The US and South Korea will also be faced with a moral dilemma. The US and South Korea militaries have the firepower to kill hundreds of thousands of North Korean soldiers, but do they have the stomach or the will. I can foresee the sad scenario of a massive kamikaze attack swarming over the border; wave upon wave of young brainwashed North Korean men hurdling headlong to their certain death. The bloodshed will be legend. After a few days or weeks, the world will be faced with a new personal best for fratricide.
In the meantime, the world economy will be collapsing. Or at least the high tech part of it.
It is not clear that the North Korean military is smart enough to target the high tech supply chain, instead of military bases and troop concentrations. But an attack on the electronics supply chain would hurt South Korea and the US economy a lot more than a few damaged bunkers.

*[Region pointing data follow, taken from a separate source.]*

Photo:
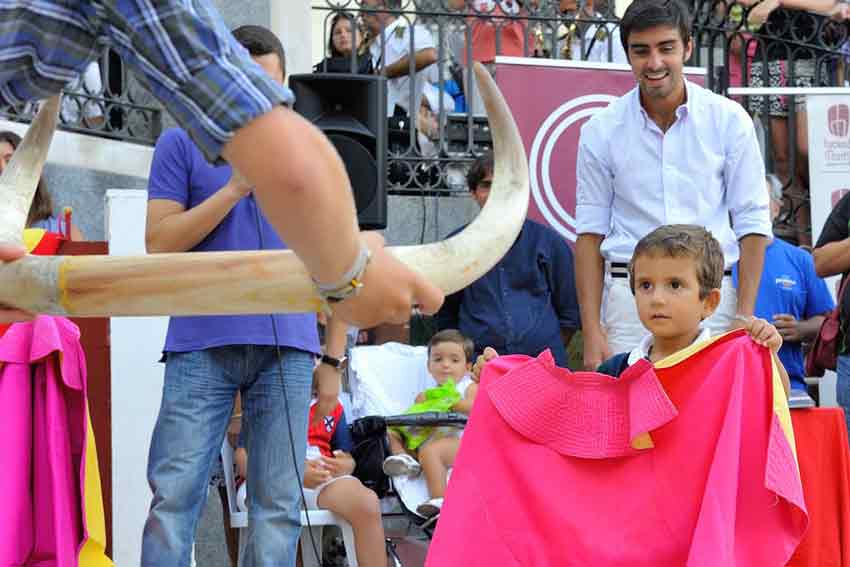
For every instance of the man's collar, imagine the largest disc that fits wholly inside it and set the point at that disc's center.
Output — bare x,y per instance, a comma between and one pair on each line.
681,111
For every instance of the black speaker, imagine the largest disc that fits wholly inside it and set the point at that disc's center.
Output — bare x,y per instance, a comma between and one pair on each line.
352,112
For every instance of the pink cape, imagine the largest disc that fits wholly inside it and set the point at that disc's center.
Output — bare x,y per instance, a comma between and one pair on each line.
688,464
52,514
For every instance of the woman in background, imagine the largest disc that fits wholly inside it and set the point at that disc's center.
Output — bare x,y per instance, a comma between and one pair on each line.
345,38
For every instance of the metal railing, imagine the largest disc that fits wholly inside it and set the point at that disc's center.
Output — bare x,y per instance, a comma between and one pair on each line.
105,101
432,143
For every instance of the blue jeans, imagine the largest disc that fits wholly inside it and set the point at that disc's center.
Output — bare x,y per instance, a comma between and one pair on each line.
842,386
197,401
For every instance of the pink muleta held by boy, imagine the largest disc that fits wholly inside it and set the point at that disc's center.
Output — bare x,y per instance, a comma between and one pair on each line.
690,463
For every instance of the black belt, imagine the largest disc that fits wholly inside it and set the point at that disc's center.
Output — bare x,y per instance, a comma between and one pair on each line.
621,270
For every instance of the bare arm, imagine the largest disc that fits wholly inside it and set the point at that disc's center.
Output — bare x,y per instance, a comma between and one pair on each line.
328,379
749,271
302,187
590,273
172,228
422,59
833,258
783,374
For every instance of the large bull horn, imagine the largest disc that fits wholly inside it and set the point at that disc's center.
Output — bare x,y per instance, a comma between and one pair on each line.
21,175
206,283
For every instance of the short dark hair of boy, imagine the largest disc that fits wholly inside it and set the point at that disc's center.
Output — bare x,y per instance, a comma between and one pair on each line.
453,336
261,41
479,170
684,241
642,15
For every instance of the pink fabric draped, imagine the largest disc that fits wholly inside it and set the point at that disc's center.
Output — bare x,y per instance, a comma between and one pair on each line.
42,388
548,472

All-in-all, it is not clear how this saber rattling will end. Kim Jong-Un appears to need constant media and celebrity attention to be appeased. Although Dennis Rodman and Eric Schmidt have failed, perhaps the best way to forestall an attack is to send over a constant stream of heavyweight American celebrities and keep Kim in the limelight. God knows we have enough to go around. Perhaps Barbra Streisand and Dick Van Dyke should go next. Kim Jong-un loves Broadway musicals.